Climatic factors and resource availability can constitute extreme environments, and among them, water availability, temperature and irradiation are most important. We have shown that accumulation of sugars in specific cellular compartments is a prerequisite of acclimation to low temperature, and based on mathematical simulations, we could show that establishment of freezing tolerance affords a sequence of transport events that re-allocate a large number of metabolites between plastids, cytosol and vacuole of a plant cell. A fast response to a temperature drop includes sequestration of sucrose into plastids, which is later replaced by raffinose, probably because of its minor importance in central metabolism. The capacity of sucrose synthesis in the cytosol correlates with freezing tolerance in the model plant Arabidopsis thaliana, most likely because accumulation of intermediates would inhibit secondary reactions of photosynthesis.
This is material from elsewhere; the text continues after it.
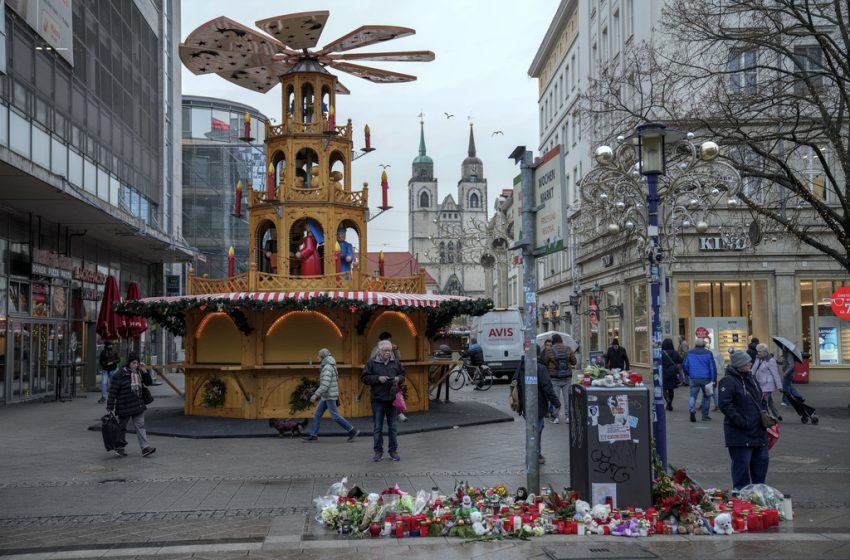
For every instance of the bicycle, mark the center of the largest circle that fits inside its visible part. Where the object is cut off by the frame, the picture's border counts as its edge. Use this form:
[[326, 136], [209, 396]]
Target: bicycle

Using chlorophyll fluorescence, it can be shown that cold sensitive accessions of Arabidopsis are incapable of maintaining linear electron flow at low temperature, ultimately resulting in the production of reactive oxygen species. A so far unanswered question is, why plants accumulate large amounts of hexoses in the cold. Using thermal imaging to control freezing processes in whole plants, we can show that hexoses reduce the amount of freezable water in leaf tissue, thus preventing dehydration of the protoplast, when ice forms in intercellular spaces. At high irradiance as well as low temperatures, electron transport to oxygen can lead to oxidative stress. Transfer of reducing equivalents from the plastids to mitochondria, where they can be safely oxidized, takes place via the transport of carboxylic and amino acids. Using the sugar sensor mutant gin2-1, we show that these processes are interlinked with sugar metabolism, resulting in high light sensitivity of a mutant plant that is not able to sense its sugar levels.